А сравнение раздутого глаза с чернильницей (мотивированное, по-видимому, цветом нарыва) наводит на мысль о подспудном присутствии автора с его металитературными заботами.

[11] Отдать должное всему богатству этого рассказа на тему “мотания между жизнью и смертью” можно было бы только в специальной главе.
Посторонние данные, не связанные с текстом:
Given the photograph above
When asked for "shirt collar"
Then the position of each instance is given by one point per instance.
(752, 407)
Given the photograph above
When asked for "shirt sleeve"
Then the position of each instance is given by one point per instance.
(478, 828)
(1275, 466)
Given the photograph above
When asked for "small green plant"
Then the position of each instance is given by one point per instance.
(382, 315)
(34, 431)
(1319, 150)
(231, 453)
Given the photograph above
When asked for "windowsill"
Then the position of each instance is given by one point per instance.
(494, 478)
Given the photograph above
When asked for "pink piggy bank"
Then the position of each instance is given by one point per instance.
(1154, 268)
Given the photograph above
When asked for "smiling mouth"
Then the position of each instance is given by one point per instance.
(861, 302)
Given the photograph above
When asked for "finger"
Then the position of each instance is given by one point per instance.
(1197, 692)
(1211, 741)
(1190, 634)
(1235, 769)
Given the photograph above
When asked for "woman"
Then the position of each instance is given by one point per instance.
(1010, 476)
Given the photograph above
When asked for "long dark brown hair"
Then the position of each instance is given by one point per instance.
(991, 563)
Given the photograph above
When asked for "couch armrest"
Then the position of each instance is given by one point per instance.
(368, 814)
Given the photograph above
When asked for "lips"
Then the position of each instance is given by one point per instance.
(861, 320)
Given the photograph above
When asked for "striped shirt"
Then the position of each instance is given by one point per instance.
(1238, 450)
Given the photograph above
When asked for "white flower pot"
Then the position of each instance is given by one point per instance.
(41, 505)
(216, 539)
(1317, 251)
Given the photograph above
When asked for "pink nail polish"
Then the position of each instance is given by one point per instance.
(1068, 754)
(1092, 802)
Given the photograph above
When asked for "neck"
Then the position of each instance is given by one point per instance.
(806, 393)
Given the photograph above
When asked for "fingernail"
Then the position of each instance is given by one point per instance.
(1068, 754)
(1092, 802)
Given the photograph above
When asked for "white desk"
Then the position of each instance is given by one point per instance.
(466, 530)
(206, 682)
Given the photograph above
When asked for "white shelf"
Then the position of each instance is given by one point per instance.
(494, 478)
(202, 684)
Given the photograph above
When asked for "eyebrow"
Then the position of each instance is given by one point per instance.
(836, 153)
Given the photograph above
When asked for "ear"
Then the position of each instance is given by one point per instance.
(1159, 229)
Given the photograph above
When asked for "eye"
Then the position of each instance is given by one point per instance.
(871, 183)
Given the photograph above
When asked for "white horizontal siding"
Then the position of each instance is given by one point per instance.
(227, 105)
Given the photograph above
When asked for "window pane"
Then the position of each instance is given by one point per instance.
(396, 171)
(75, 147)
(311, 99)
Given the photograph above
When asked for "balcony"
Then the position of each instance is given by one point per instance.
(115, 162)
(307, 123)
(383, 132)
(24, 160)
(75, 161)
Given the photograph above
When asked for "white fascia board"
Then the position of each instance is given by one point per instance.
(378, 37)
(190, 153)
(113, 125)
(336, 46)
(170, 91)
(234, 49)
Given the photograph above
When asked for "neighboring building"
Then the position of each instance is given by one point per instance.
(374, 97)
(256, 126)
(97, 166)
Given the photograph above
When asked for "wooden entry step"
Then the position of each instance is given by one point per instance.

Среди прочего, заслуживают внимания мотивы мифологического характера: мотив “(не)видения”, который можно связать со “взаимной невидимостью” живых и мертвых; мотив “посмертного сжигания” имущества старика; и мотив “плевания”.

[12] Аналогия с «курской аномалией» в буквальном смысле слова, то есть, отклонением стрелки компаса под магнитным действием залежей железной руды в Курской области, играет в данном контексте дополнительными скабрезными обертонами – намеком на ту пришедшую в движение (с появлением женщины-заведующей) «стрелку», которую голому мужчине приходится прикрывать кепкой.

[13] Ср. «случайно» своевременный приезд похоронного катафалка в рассказе о старике.

[14] Ср. каламбурное обыгрывание двух значений слова «папа» в эпизоде об отравителях – «папе с сыном» Борджиа (см. гл.  XI, XII), аналогичное также по линии подрыва “родственников”.

[15] Ср. еще молочницу из РКМ, которая «может на досуге и в полном одиночестве подумать, какую ошибку она совершила» (см. гл. V).

[16] Ср. в гл. IV цитаты из ПВС и ВМ, иллюстрирующие неуместность “нравственного” подхода к анализу как детского поведения, так и политики Наполеона.

А в зрительном коде “ошибки” естественно трактуются как “слепота”:

«Тут, как мы видим, организм работает вслепую… Вот пример необычайного ума и вместе с тем поразительной слепоты и непонимания самых важных и самых необходимых вещей… Речь идет о Ницше» (ВМ; 3: 123, 127).

[17] Ср. еще: «За границей каждый день чего-нибудь новенькое придумывают…. За границей появились автомобили с особым граммофонным аппаратом… [который] выкрикивает: Берегись! Дорогу! Внимание! Это культурное изобретение навряд ли привьется на нашей родимой почве… Придется наигрывать специальные пластинки:… “Вот я тебя сейчас по морде!”» («Дни нашей жизни»).

[18] Ср. соотнесение этих мыслей «буржуазного философа» с Шопенгауэром в Прим. 8 к гл. IV.